[ovs-dev] [PATCH RFC] Conntrack: Avoid recirculation for established connections.

Joe Stringer joe at ovn.org
Thu May 25 20:00:44 UTC 2017


On 25 May 2017 at 04:00,  <antonio.fischetti at intel.com> wrote:
> From: Antonio Fischetti <antonio.fischetti at intel.com>
>
> With conntrack enabled, packets get recirculated and this impacts
> the performance with thousands of active concurrent connections.
>
> This patch is aimed at avoiding recirculation for packets belonging to
> established connections in steady state. This is achieved by
> manipulating the megaflows and actions.
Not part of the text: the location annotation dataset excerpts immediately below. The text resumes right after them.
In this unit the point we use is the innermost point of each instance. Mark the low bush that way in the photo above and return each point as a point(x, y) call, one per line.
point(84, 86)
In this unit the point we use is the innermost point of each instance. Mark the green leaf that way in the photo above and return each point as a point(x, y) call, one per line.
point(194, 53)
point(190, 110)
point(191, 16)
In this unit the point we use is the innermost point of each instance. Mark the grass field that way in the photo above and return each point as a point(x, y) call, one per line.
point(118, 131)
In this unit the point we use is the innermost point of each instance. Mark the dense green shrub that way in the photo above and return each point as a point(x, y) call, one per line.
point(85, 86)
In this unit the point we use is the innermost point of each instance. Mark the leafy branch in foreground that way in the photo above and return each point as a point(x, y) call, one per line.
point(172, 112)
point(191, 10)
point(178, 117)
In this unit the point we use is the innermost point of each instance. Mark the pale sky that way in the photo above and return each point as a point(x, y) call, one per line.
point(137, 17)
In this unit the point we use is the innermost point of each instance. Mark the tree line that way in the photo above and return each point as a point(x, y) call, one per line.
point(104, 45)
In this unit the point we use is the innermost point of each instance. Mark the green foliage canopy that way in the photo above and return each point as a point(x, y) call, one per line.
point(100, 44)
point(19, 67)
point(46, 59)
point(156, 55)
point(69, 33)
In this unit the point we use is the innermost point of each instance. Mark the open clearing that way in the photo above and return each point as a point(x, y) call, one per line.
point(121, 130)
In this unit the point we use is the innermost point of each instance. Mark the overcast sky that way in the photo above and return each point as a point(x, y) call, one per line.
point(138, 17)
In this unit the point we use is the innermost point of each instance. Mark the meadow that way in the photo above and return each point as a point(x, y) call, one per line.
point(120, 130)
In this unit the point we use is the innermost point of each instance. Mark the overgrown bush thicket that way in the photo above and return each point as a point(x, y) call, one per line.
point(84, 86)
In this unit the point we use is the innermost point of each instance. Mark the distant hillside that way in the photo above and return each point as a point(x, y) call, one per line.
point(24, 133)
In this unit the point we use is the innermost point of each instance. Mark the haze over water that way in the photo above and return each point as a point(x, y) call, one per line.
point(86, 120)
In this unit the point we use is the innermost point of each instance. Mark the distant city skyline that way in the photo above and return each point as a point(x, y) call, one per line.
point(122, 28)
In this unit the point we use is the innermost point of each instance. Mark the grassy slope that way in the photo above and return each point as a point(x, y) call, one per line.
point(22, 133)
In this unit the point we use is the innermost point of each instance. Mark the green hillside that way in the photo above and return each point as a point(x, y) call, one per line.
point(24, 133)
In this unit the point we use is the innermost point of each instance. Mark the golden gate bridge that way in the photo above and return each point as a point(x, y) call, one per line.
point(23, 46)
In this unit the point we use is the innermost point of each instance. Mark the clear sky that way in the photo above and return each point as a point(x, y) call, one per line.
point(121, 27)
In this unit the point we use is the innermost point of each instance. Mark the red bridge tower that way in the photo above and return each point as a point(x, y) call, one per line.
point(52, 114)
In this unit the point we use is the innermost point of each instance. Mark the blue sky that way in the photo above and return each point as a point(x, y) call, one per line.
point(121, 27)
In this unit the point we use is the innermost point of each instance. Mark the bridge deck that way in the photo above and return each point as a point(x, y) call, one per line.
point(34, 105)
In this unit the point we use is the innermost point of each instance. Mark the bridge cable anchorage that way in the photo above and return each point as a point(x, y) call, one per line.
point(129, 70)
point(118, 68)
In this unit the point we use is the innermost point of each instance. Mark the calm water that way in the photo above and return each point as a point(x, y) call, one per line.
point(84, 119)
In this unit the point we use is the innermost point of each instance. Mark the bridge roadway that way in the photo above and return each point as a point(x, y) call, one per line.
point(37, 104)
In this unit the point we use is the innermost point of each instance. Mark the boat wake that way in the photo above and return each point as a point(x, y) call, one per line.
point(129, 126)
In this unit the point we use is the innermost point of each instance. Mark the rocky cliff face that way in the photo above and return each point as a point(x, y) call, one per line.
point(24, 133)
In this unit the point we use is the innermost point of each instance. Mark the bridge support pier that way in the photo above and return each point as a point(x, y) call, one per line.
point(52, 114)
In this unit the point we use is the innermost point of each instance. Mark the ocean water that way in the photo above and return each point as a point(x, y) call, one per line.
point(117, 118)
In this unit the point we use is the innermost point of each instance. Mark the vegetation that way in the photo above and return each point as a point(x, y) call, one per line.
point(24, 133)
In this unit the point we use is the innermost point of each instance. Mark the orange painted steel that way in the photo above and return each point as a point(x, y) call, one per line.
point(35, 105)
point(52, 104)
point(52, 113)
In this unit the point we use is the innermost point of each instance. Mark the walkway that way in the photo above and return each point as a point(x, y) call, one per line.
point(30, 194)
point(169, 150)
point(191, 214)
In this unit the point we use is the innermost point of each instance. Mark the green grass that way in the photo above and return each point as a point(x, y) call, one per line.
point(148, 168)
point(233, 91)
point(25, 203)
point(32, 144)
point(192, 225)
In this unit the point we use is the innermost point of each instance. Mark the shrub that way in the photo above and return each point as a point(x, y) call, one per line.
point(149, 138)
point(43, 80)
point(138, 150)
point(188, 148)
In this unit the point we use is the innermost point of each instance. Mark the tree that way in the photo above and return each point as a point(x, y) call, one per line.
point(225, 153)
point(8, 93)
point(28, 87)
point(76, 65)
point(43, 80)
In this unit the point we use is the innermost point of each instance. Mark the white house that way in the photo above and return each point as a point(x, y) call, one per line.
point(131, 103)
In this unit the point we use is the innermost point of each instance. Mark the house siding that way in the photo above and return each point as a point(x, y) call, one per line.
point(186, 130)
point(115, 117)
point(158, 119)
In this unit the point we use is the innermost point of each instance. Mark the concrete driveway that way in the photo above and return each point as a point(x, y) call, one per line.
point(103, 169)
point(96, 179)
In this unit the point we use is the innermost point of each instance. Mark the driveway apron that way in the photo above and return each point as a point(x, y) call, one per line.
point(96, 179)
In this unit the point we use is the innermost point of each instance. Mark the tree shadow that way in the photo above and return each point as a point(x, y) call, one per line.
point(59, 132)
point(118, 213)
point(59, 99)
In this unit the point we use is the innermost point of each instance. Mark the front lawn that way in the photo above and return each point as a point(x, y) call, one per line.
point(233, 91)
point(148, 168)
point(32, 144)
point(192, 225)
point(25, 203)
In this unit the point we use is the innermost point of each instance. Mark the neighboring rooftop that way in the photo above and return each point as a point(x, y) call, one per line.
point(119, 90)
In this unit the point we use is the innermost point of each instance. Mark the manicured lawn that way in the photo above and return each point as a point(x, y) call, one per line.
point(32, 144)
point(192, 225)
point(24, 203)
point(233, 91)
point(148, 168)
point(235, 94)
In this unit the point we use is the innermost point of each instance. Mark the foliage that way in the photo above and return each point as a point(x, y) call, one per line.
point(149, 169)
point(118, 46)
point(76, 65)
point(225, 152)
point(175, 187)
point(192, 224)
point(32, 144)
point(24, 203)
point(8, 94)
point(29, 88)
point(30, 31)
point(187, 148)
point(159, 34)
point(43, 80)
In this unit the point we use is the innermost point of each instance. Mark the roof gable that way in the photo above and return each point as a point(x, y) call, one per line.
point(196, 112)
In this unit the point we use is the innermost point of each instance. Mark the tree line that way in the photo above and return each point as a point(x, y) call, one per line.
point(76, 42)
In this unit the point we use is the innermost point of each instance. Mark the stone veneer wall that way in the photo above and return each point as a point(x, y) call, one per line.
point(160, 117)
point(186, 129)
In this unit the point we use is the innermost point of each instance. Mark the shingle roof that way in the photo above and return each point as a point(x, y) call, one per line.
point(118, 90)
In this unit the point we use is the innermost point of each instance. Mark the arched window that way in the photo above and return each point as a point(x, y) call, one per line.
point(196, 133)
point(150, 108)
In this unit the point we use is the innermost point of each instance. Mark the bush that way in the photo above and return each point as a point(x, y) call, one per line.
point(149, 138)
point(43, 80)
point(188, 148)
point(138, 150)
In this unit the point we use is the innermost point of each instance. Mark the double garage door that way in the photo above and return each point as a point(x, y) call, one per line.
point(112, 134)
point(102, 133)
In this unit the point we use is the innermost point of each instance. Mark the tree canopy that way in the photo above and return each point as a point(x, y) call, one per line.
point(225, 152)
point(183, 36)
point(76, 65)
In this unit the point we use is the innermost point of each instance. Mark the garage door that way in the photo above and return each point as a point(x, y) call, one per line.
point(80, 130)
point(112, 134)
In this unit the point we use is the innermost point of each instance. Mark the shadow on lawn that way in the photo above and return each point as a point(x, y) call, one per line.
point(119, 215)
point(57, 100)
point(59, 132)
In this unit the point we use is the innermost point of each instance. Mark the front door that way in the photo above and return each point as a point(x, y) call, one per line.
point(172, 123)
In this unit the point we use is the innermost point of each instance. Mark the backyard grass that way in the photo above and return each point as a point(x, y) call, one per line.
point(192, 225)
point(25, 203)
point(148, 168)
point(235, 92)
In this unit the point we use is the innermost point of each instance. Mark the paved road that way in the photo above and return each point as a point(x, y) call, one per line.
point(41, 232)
In this case the actions of the
> megaflow of recirculated packet is initially updated with new 'CT_SKIP'
> action and later updated with the actions of the megaflow of the
> original packet(to handle zones). There after the EMC entry
> belonging to the original packet is updated to point to the 'megaflow' of
> the recirculated packet there by avoiding recirculation.
>
> Signed-off-by: Antonio Fischetti <antonio.fischetti at intel.com>
> Signed-off-by: Bhanuprakash Bodireddy <bhanuprakash.bodireddy at intel.com>
> Co-authored-by: Bhanuprakash Bodireddy <bhanuprakash.bodireddy at intel.com>
> ---

Hi Antonio, Bhanuprakash,

A few high level comments:

I'm a bit confused about how this is logically supposed to satisfy the
API we have exposed at OpenFlow. Furthermore it concerns me that this
may only improve a specific micro-benchmark but then end up not
particularly useful as soon as you get real-world mixed traffic. The
implication of this would be that we make the code more complex, with
more cases where behaviour can differ, for little to no benefit.

Recirculate is not only used for connection tracking, but also things
like MPLS. Here it seems that you're modifying the recirculate action
EMC fastpath execution to perform shortcut CT, which could plausibly
end up making conntrack state visible to the OpenFlow pipeline just
because someone did a pop_mpls(0x0800).

Having "ct_state=+est" doesn't mean that conntrack action becomes a
no-op. Controllers may program (or re-program) a pipeline to later
change things like labels or mark for a connection, and in particular
could use the OVS_CT_ATTR_FORCE_COMMIT flag to change direction of a
connection and so on. This is explicitly provided to deal with
established connections. Or if the next ct action occurs in a
different zone, or modifies other ct_* fields, again it can't be
skipped.

What does the test setup / flows look like?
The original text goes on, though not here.